Homes: `test/unit/web-ai-watcher.test.mjs` (source-string contracts), `test/integration/web-ai-fake-chatgpt.test.mjs` (fake provider).

**Tier 1**
- **URL extraction registry (unit, table-driven):** per vendor feed real + drifted URLs (`/c/<uuid>`, `/app/<id>`, `/chat/<id>`, host alias `chat.openai.com`↔`chatgpt.com`, trailing slash, `?model=`, `#hash`) → `extractConversationId` returns the stable id; `sameConversation` true across cosmetic drift, false across different ids.
- **Watcher self-heals on provider redirect (integration):** session created at `/`, fake redirects to `/c/<id>` after send; `watchSessionOnce` **without** `--navigate` → no `reattach-mismatch`, `session.conversationUrl` rewritten to live URL, poll proceeds.
- **Reattach with/without `--navigate` (integration):** (a) *different conversation*, no `--navigate` → `reattach-mismatch` preserved (don't hijack the user's other tab); (b) same + `--navigate` → navigates; (c) same-conversation drift, no `--navigate` → recovers silently.
- **Adaptive interval (unit, pure fn):** `nextInterval` fast after send, medium while streaming, geometric backoff while polling; a long-deadline (pro) sequence converges to the slow floor and never below `minMs`.

**Tier 2 (if built)**
- **Nudge shortens wait (integration, fake CDP):** synthetic stop-button-removed / networkIdle mid-sleep → next poll starts before `interval` elapsed.
- **Fallback-to-poll correctness (load-bearing):** (a) never fire any event → completion still detected within the Tier-1 floor; (b) fire networkIdle *early while still streaming* → poll returns `polling`, NOT `complete`; (c) make `earlyWake()` reject (simulate CDP detach) → loop catches, `sleep` still resolves, watch continues; (d) flood events → poll rate capped by the floor.

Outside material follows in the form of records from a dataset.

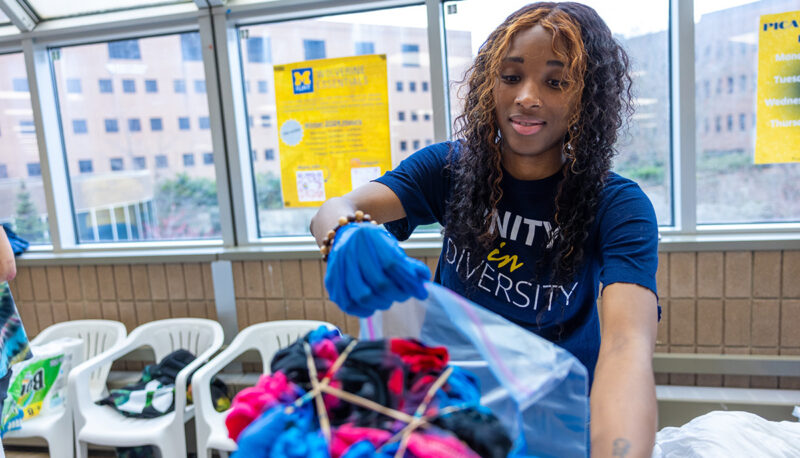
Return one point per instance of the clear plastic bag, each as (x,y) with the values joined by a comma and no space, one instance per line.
(536,388)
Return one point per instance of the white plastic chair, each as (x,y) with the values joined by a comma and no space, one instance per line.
(102,425)
(98,336)
(267,339)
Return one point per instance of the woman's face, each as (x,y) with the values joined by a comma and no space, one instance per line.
(532,108)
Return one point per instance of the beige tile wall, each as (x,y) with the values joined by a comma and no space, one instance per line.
(735,302)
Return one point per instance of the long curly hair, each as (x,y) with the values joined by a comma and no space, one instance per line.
(597,73)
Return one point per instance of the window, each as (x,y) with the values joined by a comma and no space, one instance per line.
(105,86)
(111,125)
(79,126)
(20,84)
(34,169)
(259,50)
(27,127)
(74,86)
(124,49)
(85,166)
(314,49)
(129,86)
(364,47)
(410,55)
(190,47)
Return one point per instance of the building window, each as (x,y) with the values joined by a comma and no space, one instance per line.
(180,86)
(111,125)
(20,84)
(34,169)
(27,127)
(74,86)
(314,49)
(105,86)
(116,164)
(85,166)
(364,47)
(79,126)
(259,50)
(410,55)
(124,49)
(190,47)
(129,86)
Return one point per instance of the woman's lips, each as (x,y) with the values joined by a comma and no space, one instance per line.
(526,127)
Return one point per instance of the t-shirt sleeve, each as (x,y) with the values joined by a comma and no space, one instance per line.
(628,238)
(420,183)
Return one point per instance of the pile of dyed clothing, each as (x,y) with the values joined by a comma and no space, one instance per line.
(332,396)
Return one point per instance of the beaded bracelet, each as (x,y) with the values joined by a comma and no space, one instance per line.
(359,217)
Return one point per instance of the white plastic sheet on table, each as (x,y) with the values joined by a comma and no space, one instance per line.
(536,388)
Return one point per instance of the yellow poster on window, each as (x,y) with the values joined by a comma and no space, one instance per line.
(778,95)
(333,125)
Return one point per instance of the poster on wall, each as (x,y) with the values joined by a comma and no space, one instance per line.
(778,95)
(333,125)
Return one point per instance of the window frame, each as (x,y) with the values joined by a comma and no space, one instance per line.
(231,151)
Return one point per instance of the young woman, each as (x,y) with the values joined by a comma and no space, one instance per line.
(533,219)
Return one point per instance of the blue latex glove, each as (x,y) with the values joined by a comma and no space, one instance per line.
(368,271)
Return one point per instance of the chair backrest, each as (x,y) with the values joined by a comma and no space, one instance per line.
(269,337)
(97,335)
(165,336)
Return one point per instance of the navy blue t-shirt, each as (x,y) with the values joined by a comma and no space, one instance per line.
(621,247)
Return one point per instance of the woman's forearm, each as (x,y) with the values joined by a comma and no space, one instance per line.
(623,403)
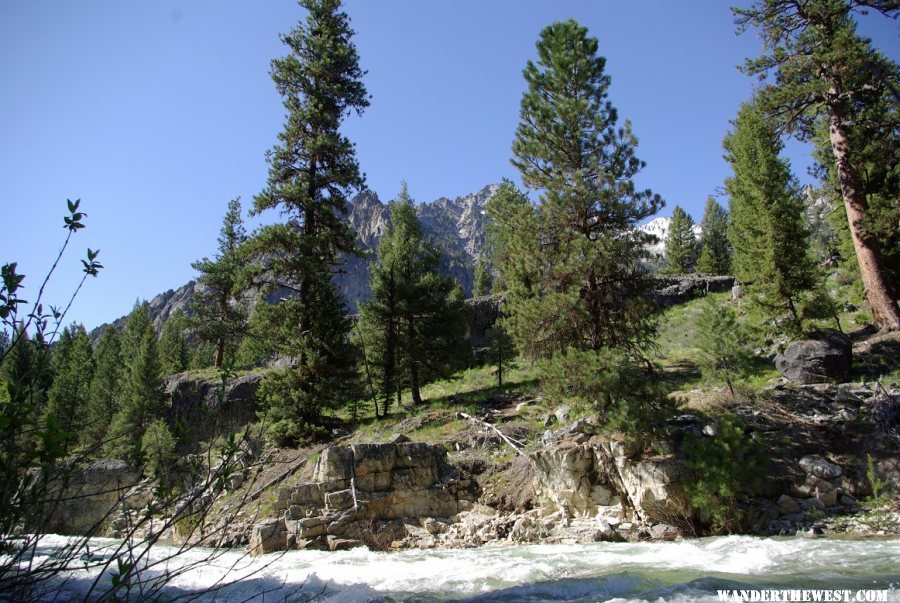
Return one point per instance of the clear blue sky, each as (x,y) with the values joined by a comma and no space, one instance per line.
(157,113)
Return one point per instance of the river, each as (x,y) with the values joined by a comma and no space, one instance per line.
(689,570)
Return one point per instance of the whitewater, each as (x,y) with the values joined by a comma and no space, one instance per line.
(689,570)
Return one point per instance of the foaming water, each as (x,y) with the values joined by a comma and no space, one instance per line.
(691,570)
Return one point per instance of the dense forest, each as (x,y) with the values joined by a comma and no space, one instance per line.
(565,259)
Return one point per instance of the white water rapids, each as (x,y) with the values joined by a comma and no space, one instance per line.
(689,570)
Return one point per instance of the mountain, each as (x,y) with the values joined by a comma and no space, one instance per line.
(659,227)
(456,226)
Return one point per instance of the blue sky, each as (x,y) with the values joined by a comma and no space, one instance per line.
(157,113)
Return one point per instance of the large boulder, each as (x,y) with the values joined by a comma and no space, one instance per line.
(826,356)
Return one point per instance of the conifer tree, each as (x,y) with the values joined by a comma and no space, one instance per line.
(413,325)
(104,399)
(816,64)
(482,285)
(216,309)
(142,400)
(312,172)
(725,351)
(767,229)
(67,400)
(876,155)
(173,352)
(136,324)
(715,250)
(580,296)
(681,244)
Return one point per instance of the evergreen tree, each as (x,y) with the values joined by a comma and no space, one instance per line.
(136,324)
(725,352)
(767,230)
(413,325)
(105,393)
(580,290)
(25,375)
(142,400)
(483,279)
(173,352)
(67,400)
(216,309)
(715,249)
(876,155)
(681,244)
(312,172)
(822,67)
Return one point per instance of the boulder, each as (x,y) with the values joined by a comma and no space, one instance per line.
(820,467)
(268,537)
(822,358)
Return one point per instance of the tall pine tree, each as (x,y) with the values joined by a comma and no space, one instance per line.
(142,395)
(413,326)
(173,352)
(312,172)
(216,309)
(816,64)
(767,229)
(579,293)
(681,244)
(67,400)
(715,249)
(483,280)
(104,399)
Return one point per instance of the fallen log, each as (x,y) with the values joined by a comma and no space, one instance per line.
(503,436)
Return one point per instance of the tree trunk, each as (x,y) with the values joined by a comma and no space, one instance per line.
(413,365)
(220,352)
(882,300)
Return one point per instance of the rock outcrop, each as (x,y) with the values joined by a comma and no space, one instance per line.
(201,403)
(366,494)
(407,494)
(825,357)
(678,289)
(605,480)
(82,499)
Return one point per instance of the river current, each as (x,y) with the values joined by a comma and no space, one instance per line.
(690,570)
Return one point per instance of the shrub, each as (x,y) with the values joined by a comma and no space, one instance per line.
(158,446)
(722,469)
(291,433)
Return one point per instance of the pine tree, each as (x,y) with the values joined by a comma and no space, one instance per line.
(67,400)
(819,66)
(725,351)
(413,325)
(767,229)
(312,172)
(715,249)
(105,394)
(25,375)
(581,289)
(142,400)
(217,313)
(136,324)
(681,244)
(512,231)
(483,279)
(173,352)
(876,155)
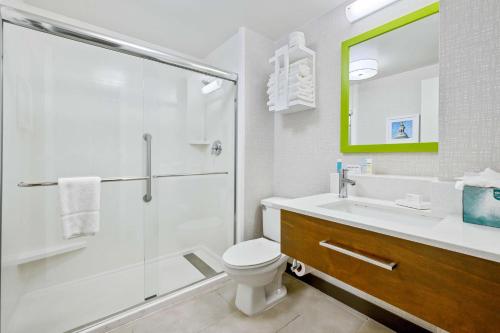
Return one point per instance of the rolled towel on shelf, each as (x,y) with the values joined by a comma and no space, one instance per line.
(301,85)
(80,202)
(301,90)
(302,97)
(294,79)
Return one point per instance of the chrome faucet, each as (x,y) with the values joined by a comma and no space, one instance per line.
(343,181)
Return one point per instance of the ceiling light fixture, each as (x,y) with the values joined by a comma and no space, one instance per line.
(363,69)
(361,8)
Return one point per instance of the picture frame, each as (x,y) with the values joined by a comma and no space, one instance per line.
(403,129)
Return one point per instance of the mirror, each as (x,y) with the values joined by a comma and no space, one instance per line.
(390,86)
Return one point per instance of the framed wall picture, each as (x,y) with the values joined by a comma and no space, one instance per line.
(403,129)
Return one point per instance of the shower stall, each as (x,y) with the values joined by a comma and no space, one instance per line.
(158,129)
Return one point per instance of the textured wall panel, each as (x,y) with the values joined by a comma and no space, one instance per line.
(469,86)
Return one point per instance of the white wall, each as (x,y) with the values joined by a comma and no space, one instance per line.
(391,96)
(469,110)
(307,144)
(72,109)
(247,53)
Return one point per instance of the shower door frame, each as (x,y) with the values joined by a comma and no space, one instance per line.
(40,23)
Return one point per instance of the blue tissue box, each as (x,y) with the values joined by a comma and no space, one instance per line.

## Open Risks / Tradeoffs (honest CDP-event assessment)

- **The user's "risky" call is correct, and the search confirms it.** `Page.lifecycleEvent` networkIdle is documented as "not fired in some cases" (devtools-protocol #154). A design that *trusted* it would be fragile. Using it only as an early-*nudge* with poll-as-truth converts that unreliability from a correctness bug into, at worst, latency capped at today's 15s floor.
- **Tier-1 carries the genuine behavior-change risk, not Tier-2.** Self-healing `conversationUrl` (1C/1D) means the watcher follows a drifted URL without asking. Mitigation: strict gating on *conversation-id equality* (1B) — a different id still requires `--navigate`. Be conservative here: silently attaching to the wrong conversation is worse than a 15s delay.
- **Selector coupling** (stop-button testid) is the Tier-2 liability, but unlike completion detection it incurs no correctness penalty when it rots.
- **Adaptive polling raises request volume in the fast band** — bounded by `minMs` and backoff once `polling` stabilizes; the pro/Deep-Research path explicitly backs off.
- **Scope discipline:** Tier 1 is mostly *consolidation* — `shouldPreferCurrentProviderUrl` + self-heal already exist in `tab-recovery.mjs`; the watcher just isn't using them. Ship Tier 2 behind `--cdp-nudge` (default off), with the floor and `Promise.race(...).catch()` containment as non-negotiable.

## References (web)

devtools-protocol #154 (networkIdle unreliable — validates poll-as-safety-net); Chrome DevTools Protocol reference (Page/Network/DOM); Chrome for Developers "Detect DOM changes with MutationObserver" (stop-button-disappearance nudge).